Once again co-directed by Justin Benson and Aaron Moorhead, and once again written by Benson, this also stars the two men in the main roles, playing brothers imaginatively named Aaron and Justin (I think you can guess who plays who). Justin is the older brother, and he's the one who pulled Aaron safely out of what is best described as a strange death cult. After they receive a video about the current state of the cult, Justin thinks it may do them good to return to visit the cult, to show Aaron what he escaped and to draw a line in the sand. But it turns out that returning just allows the men to see with adult eyes things that they found a lot easier to accept as youngsters. It also places them in close proximity to areas where time seems to run very oddly, to put it mildly.

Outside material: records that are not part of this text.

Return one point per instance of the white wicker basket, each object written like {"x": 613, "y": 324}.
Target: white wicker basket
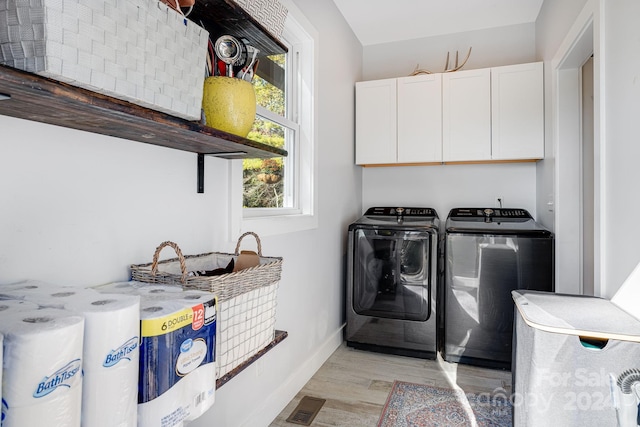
{"x": 270, "y": 13}
{"x": 139, "y": 51}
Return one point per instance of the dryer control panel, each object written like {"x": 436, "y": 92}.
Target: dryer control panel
{"x": 399, "y": 211}
{"x": 460, "y": 213}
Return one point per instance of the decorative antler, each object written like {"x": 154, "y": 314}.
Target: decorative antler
{"x": 456, "y": 67}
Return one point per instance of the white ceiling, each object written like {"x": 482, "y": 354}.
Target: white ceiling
{"x": 384, "y": 21}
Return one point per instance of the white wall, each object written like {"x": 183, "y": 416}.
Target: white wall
{"x": 492, "y": 47}
{"x": 446, "y": 187}
{"x": 449, "y": 186}
{"x": 553, "y": 23}
{"x": 78, "y": 209}
{"x": 621, "y": 62}
{"x": 616, "y": 34}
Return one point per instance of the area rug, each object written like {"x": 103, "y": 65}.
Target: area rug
{"x": 419, "y": 405}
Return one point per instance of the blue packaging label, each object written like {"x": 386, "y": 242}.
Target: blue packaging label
{"x": 63, "y": 377}
{"x": 173, "y": 346}
{"x": 124, "y": 352}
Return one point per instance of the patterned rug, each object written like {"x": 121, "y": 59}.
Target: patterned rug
{"x": 419, "y": 405}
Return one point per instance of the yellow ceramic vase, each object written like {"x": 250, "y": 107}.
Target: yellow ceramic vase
{"x": 229, "y": 104}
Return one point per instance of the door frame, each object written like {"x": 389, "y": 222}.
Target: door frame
{"x": 583, "y": 40}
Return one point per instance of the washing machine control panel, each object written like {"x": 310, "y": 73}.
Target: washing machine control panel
{"x": 399, "y": 211}
{"x": 489, "y": 213}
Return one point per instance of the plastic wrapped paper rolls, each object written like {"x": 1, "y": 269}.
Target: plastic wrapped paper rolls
{"x": 177, "y": 369}
{"x": 111, "y": 357}
{"x": 42, "y": 368}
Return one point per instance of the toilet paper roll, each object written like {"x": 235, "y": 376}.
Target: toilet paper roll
{"x": 9, "y": 306}
{"x": 42, "y": 368}
{"x": 55, "y": 297}
{"x": 178, "y": 342}
{"x": 27, "y": 285}
{"x": 111, "y": 357}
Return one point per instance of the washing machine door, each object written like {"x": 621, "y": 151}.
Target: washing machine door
{"x": 392, "y": 273}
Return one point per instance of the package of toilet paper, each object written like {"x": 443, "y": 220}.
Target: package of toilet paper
{"x": 177, "y": 353}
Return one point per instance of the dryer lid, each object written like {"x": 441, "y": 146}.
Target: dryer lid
{"x": 494, "y": 221}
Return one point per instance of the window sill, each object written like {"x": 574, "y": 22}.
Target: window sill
{"x": 279, "y": 224}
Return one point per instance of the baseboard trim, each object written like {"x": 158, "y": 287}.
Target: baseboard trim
{"x": 271, "y": 407}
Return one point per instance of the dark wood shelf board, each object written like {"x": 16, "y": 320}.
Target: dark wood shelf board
{"x": 279, "y": 337}
{"x": 40, "y": 99}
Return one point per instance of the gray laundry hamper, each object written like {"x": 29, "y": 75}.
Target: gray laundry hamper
{"x": 576, "y": 362}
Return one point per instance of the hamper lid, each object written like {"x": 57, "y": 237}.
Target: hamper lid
{"x": 576, "y": 315}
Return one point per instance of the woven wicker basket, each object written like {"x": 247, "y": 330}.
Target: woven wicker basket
{"x": 246, "y": 298}
{"x": 139, "y": 51}
{"x": 175, "y": 271}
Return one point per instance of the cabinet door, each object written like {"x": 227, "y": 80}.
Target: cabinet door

More sci-fi and fantasy than outright horror, The Endless continues the winning streak from Benson and Moorhead that has them delivering quality content for adults without resorting to the usual bag of tricks we see in so many other horror movies. They consistently deliver thoughtful and relatable moments that just happen to take place in an environment that also contains elements of the supernatural and monstrous. Resolution was about friendship, Spring was about love (and grief), and The Endless is about the bond between siblings, the protective role of the older brother, and those timey wimey shenanigans.

I'm not going to say that I was able to keep track of this throughout, it's a slippery bugger, sometimes seeming more interested in providing interesting moments to mess with your mind than giving you a puzzle that fits together smoothly and completely, but enough markers are dotted throughout the script to keep things intriguing as we move through a plot that becomes more and more urgent on the way to a grand finale that you just know could prove heartbreaking and deadly.

When it comes to the acting, the two film-makers don't do a bad job. They have a good chemistry in their lead roles, and the writing helps them to feel realistically like brothers. Tate Ellington is excellent as Hal, the sorta-nominated leader of the cult, Callie Hernandez and Kira Powell are both decent as Anna and Lizzy, with the latter clueing viewers in to the initial links to Resolution, and both Shane Brady and Lew Temple look slightly suspicious for almost every moment they are onscreen, while James Jordan plays someone understandable angry as he remains aware of the strange time trickery going on in the area.

Nicely constructed, both in terms of the main storyline and how things dovetail nicely with the events we already saw in Resolution, The Endless may well be the best yet from Benson and Moorhead. I'll need to give it a rewatch soon, but it's a film I will enjoy revisiting. Much like every other film they've worked on together to give us so far.